I explained about the polynomial storage:
We know that the coefficients can exceed 216 (by computation), and
we hope that they don't exceed 232. Each polynomial is stored as a
vector of 32 bit integers, of size exactly equal to its degree plus
one. Assuming an average degree of 19, that's 80 bytes per
polynomial.
On November 30, Noam replied
Well 232 is less than the product of the ten odd primes less than
25, so unless the computation requires divisions by numbers other
than 2 you could reduce this from 80 bytes to something like
(5/32)*80 = 12.5 bytes, at the cost of running the computation 9
times (counting once for mod 3*5)
I started to write a reply explaining why modular reduction of the KL
algorithm doesn't work, but I had to throw it away. Fokko's code was
beautifully compartmentalized, and Marc is amazing, so by December 4
we were getting character table entries mod n for any n up to 256.
On December 6 Marc's modifications of Fokko's code on sage computed
about 3/4 of the entries in the character table mod 251, finding
almost 700 million distinct polynomials and growing to 108G in size.
Since 90% of that was indexes, working on their structure became
worthwhile. Marc redesigned the indexes rather completely (replacing
8-byte pointers by four-byte counters several billion times, for
example).

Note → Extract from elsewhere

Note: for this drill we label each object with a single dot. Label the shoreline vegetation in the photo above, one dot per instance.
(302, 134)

He also added code to output the answers to compact hard
disk files (easily re-readable by the atlas or other software, for
subsequent processing).
Meanwhile Birne ran various versions of the code on sage. Among other
things he established for certain that there were more than one billion
distinct polynomials.
Early on December 19, Marc's modified code began a computation for E8 mod
251, with the possibility of actually writing the result usefully at
the end. Essentially it worked, finishing the computation in about 16
hours:
Total elapsed time = 62575s. Finished at l = 64, y = 453059
d_store.size() = 1181642979, prim_size = 3393819659
VmData: 64435824 kB
(The number d_store is the number of distinct KL polynomials, and y is
the row number in the character table. The number prim_size is the
number of not-obviously-equal entries in the character table that
turned out to be non-zero.)
Unfortunately, writing the answer to disk took two days. Marc and I
went over Marc's output code to see why. Fortunately, we figured it
out, and Marc improved the speed. Unfortunately, we found at the same
time a bug (he wrote size() in one line where he meant capacity()).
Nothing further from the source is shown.